— -- The worst mass shooting in U.S. history. A humanitarian crisis impacting millions of Americans. A stand-off with a rogue nuclear power. A vanishing legislative agenda.
A president who is drawn to confrontation and thrives on the perception of crises no longer has to seek them out. President Donald Trump now finds himself tested on multiple fronts, with world and domestic events converging to put his leadership on the line in several directions at once.
In typical Trump fashion, the president is responding to each challenge like a poker player who realizes no opponent or run of cards is identical -- relying on gut instinct more than discernible long-term strategy.
Trump spent much of the weekend fuming on Twitter at the mayor of San Juan, Puerto Rico, decrying her “poor leadership ability” and saying she and other local officials “want everything to be done for them” in the wake of Hurricane Maria.
He undercut his own secretary of state during tense talks involving North Korea, tweeting that Rex Tillerson “is wasting his time trying to negotiate with Little Rocket Man.” He saved time to blast “fake news” for minimizing his accomplishments and to reiterate his demand that NFL players stand during the national anthem.
Then came Monday, when the president woke up to unspeakable horror in Las Vegas. He was almost a different person, quoting Scripture in his first public comments about the mass shooting.
“My fellow Americans, we are joined together today in sadness, shock, and grief,” Trump said. “We call upon the bonds that unite us -- our faith, our family, and our shared values.”
Later in the day, he led the nation in a moment of silence, alongside first lady Melania Trump. Speaking to reporters, Trump said, “This is a sad day.”

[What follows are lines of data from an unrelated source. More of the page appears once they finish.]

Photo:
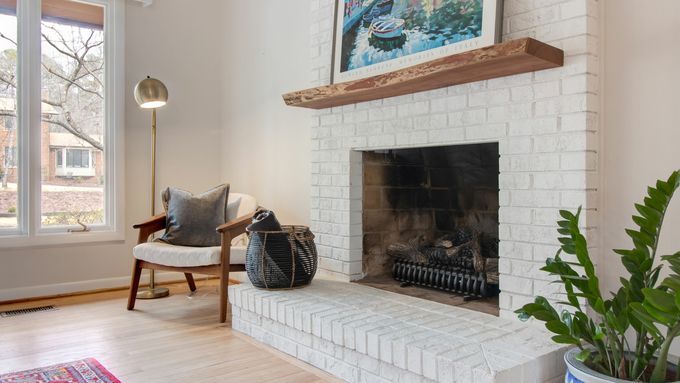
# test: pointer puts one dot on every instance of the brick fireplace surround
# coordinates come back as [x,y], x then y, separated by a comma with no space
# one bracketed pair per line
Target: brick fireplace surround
[545,124]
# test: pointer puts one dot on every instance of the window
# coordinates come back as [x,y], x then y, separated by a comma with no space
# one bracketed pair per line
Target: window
[68,52]
[8,122]
[10,157]
[77,158]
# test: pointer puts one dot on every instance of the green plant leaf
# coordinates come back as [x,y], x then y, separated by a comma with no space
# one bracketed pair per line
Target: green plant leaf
[583,355]
[661,300]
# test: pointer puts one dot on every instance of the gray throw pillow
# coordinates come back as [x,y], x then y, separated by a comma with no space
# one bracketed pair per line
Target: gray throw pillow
[191,220]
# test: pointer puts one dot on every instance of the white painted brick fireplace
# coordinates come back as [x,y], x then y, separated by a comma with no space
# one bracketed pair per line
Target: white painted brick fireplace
[545,123]
[546,127]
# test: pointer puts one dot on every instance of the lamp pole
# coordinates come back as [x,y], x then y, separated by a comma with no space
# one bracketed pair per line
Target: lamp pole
[152,94]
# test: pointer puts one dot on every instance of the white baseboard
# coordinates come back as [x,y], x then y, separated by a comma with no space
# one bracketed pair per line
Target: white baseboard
[82,286]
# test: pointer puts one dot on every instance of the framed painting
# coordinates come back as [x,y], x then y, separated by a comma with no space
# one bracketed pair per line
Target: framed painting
[379,36]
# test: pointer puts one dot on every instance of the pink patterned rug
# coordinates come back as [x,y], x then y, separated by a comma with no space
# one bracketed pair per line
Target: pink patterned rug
[80,371]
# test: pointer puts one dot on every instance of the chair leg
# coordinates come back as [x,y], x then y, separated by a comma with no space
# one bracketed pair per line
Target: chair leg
[224,303]
[190,281]
[134,284]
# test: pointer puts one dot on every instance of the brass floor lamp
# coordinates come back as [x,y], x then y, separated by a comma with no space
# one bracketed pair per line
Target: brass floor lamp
[152,94]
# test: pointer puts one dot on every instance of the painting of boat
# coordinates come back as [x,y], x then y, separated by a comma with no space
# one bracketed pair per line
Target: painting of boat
[384,6]
[386,27]
[378,36]
[355,10]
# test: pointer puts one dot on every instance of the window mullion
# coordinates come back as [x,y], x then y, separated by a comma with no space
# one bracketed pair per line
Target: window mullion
[28,100]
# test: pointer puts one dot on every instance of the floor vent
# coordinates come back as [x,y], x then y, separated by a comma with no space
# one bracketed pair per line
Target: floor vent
[31,310]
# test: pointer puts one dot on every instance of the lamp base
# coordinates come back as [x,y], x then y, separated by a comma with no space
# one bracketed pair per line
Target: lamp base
[156,292]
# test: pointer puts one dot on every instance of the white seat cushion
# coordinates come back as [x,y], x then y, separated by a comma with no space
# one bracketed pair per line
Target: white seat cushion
[185,256]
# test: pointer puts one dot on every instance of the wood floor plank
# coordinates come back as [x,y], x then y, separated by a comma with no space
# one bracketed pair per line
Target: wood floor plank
[174,339]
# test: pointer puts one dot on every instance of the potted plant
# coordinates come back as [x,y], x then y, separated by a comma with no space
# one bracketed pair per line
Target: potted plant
[627,334]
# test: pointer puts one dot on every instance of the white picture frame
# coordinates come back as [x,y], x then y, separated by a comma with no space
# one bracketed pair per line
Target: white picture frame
[363,48]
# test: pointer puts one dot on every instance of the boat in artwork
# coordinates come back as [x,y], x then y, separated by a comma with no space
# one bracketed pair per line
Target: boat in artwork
[387,27]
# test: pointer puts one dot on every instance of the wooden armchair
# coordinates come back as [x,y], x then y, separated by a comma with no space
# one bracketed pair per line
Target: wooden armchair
[217,261]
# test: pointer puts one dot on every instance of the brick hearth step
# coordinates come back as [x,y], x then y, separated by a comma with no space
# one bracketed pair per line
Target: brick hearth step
[362,334]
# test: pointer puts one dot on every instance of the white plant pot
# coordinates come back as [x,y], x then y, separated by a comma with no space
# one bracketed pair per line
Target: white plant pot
[578,372]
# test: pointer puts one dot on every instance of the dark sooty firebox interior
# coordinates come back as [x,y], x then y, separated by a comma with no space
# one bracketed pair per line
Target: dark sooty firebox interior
[430,223]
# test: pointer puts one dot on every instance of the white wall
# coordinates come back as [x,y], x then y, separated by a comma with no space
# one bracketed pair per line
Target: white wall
[266,145]
[641,126]
[178,43]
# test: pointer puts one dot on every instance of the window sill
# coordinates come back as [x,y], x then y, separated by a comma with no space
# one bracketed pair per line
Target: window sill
[59,239]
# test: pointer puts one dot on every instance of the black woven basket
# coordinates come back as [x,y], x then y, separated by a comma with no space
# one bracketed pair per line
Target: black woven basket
[281,259]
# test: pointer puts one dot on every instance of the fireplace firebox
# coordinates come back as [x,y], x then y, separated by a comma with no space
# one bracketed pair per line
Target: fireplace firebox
[430,223]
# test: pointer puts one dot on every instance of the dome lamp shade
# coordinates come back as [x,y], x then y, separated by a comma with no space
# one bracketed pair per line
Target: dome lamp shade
[151,93]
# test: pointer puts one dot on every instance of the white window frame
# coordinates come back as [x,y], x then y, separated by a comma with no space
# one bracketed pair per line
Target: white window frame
[29,232]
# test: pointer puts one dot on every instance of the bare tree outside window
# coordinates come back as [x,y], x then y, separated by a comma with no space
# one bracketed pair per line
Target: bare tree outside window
[72,95]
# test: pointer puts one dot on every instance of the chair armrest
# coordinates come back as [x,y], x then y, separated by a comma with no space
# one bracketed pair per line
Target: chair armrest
[236,226]
[149,227]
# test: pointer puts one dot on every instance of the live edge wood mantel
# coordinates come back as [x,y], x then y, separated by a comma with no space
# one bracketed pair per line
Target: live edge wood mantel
[504,59]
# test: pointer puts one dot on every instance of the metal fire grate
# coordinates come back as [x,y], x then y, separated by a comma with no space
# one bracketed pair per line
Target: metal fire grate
[443,277]
[30,310]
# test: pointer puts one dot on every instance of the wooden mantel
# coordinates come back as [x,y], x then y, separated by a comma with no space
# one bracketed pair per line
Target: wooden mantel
[504,59]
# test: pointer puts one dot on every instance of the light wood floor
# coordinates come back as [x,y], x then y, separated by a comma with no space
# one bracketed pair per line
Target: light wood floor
[174,339]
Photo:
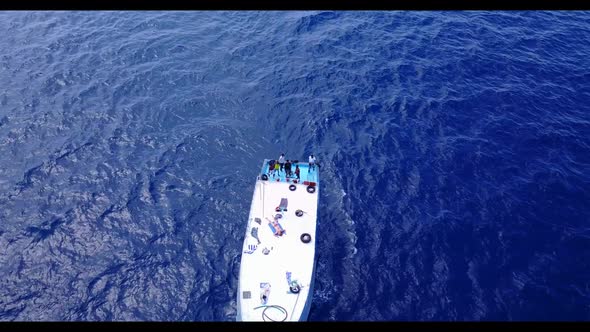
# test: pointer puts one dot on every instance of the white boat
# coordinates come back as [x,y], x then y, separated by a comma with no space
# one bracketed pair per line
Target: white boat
[278,258]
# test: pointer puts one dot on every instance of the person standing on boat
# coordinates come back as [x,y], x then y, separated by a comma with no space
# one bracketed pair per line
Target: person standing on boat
[312,162]
[277,170]
[282,161]
[297,172]
[288,168]
[271,168]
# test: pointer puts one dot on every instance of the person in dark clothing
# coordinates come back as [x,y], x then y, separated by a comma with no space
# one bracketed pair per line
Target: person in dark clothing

These are challenging days for the president, who made it through much of his first eight months in office without national tragedies or international incidents crashing in. He comes to this moment at something of a low point in terms of his influence -- his approval rating lagging, and his lack of legislative accomplishments a drag on his powers of persuasion.
The challenges from here will be immense. His critics are accusing him of racism in his criticism of pro athletes and in his response to Puerto Rico, particularly when compared to his involvement in helping Texas and Florida residents after they suffered massive storms.
After Las Vegas, it’s fair to expect renewed interest in a gun-control debate, something the White House has no interest in engaging in.
“It would be premature for us to discuss policy,” White House press secretary Sarah Sanders said Monday, brushing aside questions about why the president was been more than willing to discuss policy after events occur that seem to fit his worldview.
Yet Trump is a master of making his own media image and realities. Those close to him have long said he’s most at ease when there’s much in the air. With his trip to Puerto Rico Tuesday, followed by Las Vegas Wednesday, he has a chance to show himself in control -- pursuing unity, rather than divisions.